March is National Nutrition Month and this year’s theme is to “Go Further with Food”. Preparing foods that “go further” at home and within the community can not only have a positive impact on your health, but can positively influence public health and environmental health as well.
- Eat Breakfast: Nothing helps your energy “go further” during the day than eating a balanced breakfast. Eating breakfast helps with brain function, attention span, concentration, and memory and can reduce irritability and tiredness. Studies show that eating breakfast in the morning jumpstarts your metabolism and helps prevent overeating later in the day.
- Plan a Balanced Lunch: Another way to “go further” in your day, is to stay energized with a balanced lunch. Try to include at least 3 food groups in your meal including a lean protein and a high fiber carbohydrate. This dynamic duo not only provides nutrients, but gives sustainable energy and keeps you fuller longer so you can tackle your day. In a rush? Check out your local supermarket for on-the-go meals such as pre-made sandwiches and salads, yogurt parfaits, and fruit cups.
- Fuel Your Exercise: What you eat before and after exercise is important to help you “go further” in your performance and recovery. Make sure to fuel your body with a high fiber carbohydrate and lean protein 1 to 2 hours before activity. Within an hour after your workout, eat a meal or snack that includes protein, which helps your muscles recover more quickly. Don’t forget to stay hydrated as well!

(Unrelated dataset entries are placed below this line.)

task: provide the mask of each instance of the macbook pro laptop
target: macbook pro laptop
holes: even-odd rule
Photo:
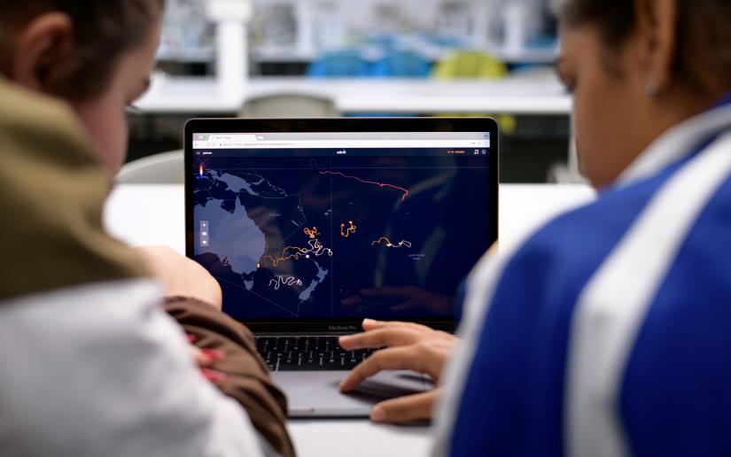
[[[366,317],[455,329],[497,239],[494,120],[192,120],[185,170],[187,254],[254,332],[290,416],[365,417],[432,387],[396,371],[340,393],[372,351],[338,337]]]

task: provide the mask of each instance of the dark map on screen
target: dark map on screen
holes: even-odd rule
[[[197,151],[194,259],[239,319],[441,317],[489,248],[488,161]],[[398,154],[398,155],[396,155]]]

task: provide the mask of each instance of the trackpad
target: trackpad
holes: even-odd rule
[[[277,371],[275,382],[287,394],[290,417],[368,417],[385,399],[423,392],[433,387],[412,371],[386,371],[364,381],[355,391],[340,393],[347,371]]]

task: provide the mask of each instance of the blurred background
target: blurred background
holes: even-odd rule
[[[168,0],[129,160],[191,117],[486,116],[503,182],[579,180],[552,0]]]

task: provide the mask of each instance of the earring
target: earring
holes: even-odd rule
[[[647,94],[648,97],[655,98],[655,97],[657,96],[658,90],[657,84],[655,83],[654,79],[650,78],[647,80],[647,82],[645,82],[645,94]]]

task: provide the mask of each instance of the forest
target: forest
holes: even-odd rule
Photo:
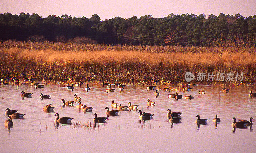
[[[88,18],[66,14],[45,18],[35,13],[0,14],[2,41],[214,47],[217,39],[221,44],[238,39],[255,47],[256,38],[256,15],[245,18],[239,13],[207,17],[203,14],[171,13],[158,18],[149,15],[104,21],[97,14]]]

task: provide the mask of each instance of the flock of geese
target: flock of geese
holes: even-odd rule
[[[20,82],[19,81],[18,79],[12,79],[10,78],[10,80],[12,81],[12,84],[13,85],[17,84],[19,85],[19,84],[20,83]],[[31,85],[34,85],[35,86],[36,89],[37,88],[44,88],[44,85],[39,85],[38,83],[35,83],[33,82],[34,79],[33,78],[30,78],[28,79],[28,80],[31,81],[31,83],[30,84]],[[1,84],[2,85],[8,85],[9,83],[8,80],[7,79],[2,79],[1,81],[2,83]],[[25,84],[25,82],[22,82],[22,84]],[[24,84],[23,83],[24,83]],[[65,81],[64,81],[64,86],[67,86],[67,88],[68,89],[71,89],[72,90],[74,89],[73,85],[75,85],[76,86],[81,86],[82,83],[80,81],[77,84],[70,84],[69,83],[66,82]],[[107,93],[108,92],[113,92],[115,90],[113,88],[111,87],[111,85],[109,84],[108,83],[104,83],[103,82],[102,85],[104,87],[104,86],[107,86],[107,89],[106,91]],[[118,87],[119,90],[121,92],[124,90],[124,88],[125,87],[125,85],[122,85],[121,83],[116,83],[114,82],[114,86],[116,86]],[[147,90],[154,90],[155,88],[156,87],[154,86],[149,86],[148,84],[147,84]],[[186,87],[184,86],[182,88],[183,91],[191,91],[192,88],[190,88],[190,85],[196,85],[195,84],[188,84],[188,87]],[[86,87],[85,88],[85,90],[87,91],[90,90],[90,88],[88,86],[88,84],[87,84]],[[168,88],[165,88],[164,89],[164,90],[165,91],[170,91],[171,90],[171,88],[169,87]],[[223,92],[229,92],[229,89],[227,89],[225,88],[223,89]],[[156,90],[155,93],[154,93],[156,97],[157,97],[159,95],[159,93],[158,92],[158,91]],[[205,92],[202,91],[199,91],[199,94],[205,94]],[[249,91],[249,96],[250,97],[256,97],[256,93],[253,93],[251,91]],[[22,91],[21,92],[21,96],[22,98],[31,98],[32,97],[31,95],[32,93],[25,93],[24,91]],[[189,96],[184,96],[181,95],[179,95],[177,92],[176,92],[175,94],[169,94],[168,95],[169,97],[170,98],[175,98],[176,99],[182,99],[184,98],[185,99],[188,99],[191,100],[194,98],[194,97],[190,95]],[[75,97],[74,98],[74,101],[65,101],[64,99],[62,99],[61,100],[61,102],[62,102],[63,103],[62,106],[64,107],[65,106],[74,106],[74,102],[75,103],[77,102],[78,104],[76,106],[76,108],[78,109],[81,109],[84,112],[92,112],[92,109],[93,108],[91,107],[88,107],[85,106],[85,105],[82,104],[81,104],[81,98],[80,97],[77,97],[76,94],[74,95]],[[49,99],[51,96],[50,95],[43,95],[42,93],[41,93],[40,95],[40,98],[41,99]],[[118,106],[118,104],[117,103],[114,102],[114,100],[112,101],[112,103],[111,104],[111,107],[112,108],[116,108],[117,110],[109,110],[109,108],[108,107],[106,107],[105,109],[107,109],[107,111],[106,112],[106,114],[107,115],[107,117],[98,117],[97,116],[96,113],[95,113],[94,116],[95,116],[93,118],[93,121],[95,123],[103,123],[106,121],[106,120],[108,119],[109,115],[112,116],[118,116],[118,113],[121,111],[123,110],[128,110],[128,109],[131,110],[138,110],[138,107],[139,105],[135,104],[132,105],[131,102],[129,102],[128,103],[129,104],[129,106],[122,106],[121,104],[120,104],[119,106]],[[147,100],[147,105],[148,106],[155,106],[155,102],[150,101],[149,99],[148,99]],[[43,108],[43,111],[45,112],[50,112],[52,111],[53,109],[55,107],[53,107],[51,106],[51,105],[52,104],[49,104],[47,105],[46,106],[44,107]],[[23,116],[25,115],[24,114],[17,113],[17,112],[18,111],[16,110],[10,110],[9,108],[7,108],[6,110],[6,111],[5,112],[6,115],[8,116],[8,119],[6,120],[5,122],[5,126],[8,128],[12,127],[13,125],[13,123],[12,121],[13,119],[19,119],[23,118]],[[181,118],[181,115],[183,113],[180,112],[171,112],[171,109],[169,109],[167,110],[168,112],[167,113],[167,117],[169,118],[169,121],[173,123],[178,123],[180,122],[180,120],[182,119]],[[147,113],[145,112],[142,113],[142,111],[141,110],[139,110],[138,113],[140,113],[139,115],[139,118],[140,119],[143,120],[150,120],[152,118],[152,117],[154,115],[154,114]],[[55,114],[55,116],[57,116],[56,118],[55,119],[54,121],[55,123],[62,123],[62,124],[70,124],[71,123],[71,120],[73,118],[68,117],[60,117],[60,115],[58,113],[56,113]],[[200,116],[198,115],[196,116],[196,117],[197,117],[197,119],[196,120],[195,122],[197,124],[207,124],[207,122],[208,120],[206,119],[201,119],[200,118]],[[234,120],[234,122],[232,124],[232,125],[234,127],[236,127],[239,128],[246,128],[248,126],[251,126],[252,125],[252,120],[254,120],[252,117],[251,117],[249,121],[248,121],[245,120],[240,120],[238,122],[236,122],[236,118],[233,118],[232,119]],[[215,118],[213,119],[212,121],[213,122],[217,123],[220,122],[220,119],[219,118],[218,118],[217,115],[216,114],[215,116]]]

- Avoid Food Waste: This month, focus on reducing food waste by planning healthy meals that include all food groups, but also incorporate foods you already have in your refrigerator or pantry. Focus on economical purchases of fresh, frozen, canned, and dried produce. Eat your fresh produce first before it spoils, then switch to your frozen, canned, and dried varieties. Consider recycling containers and donating unused food to a food bank.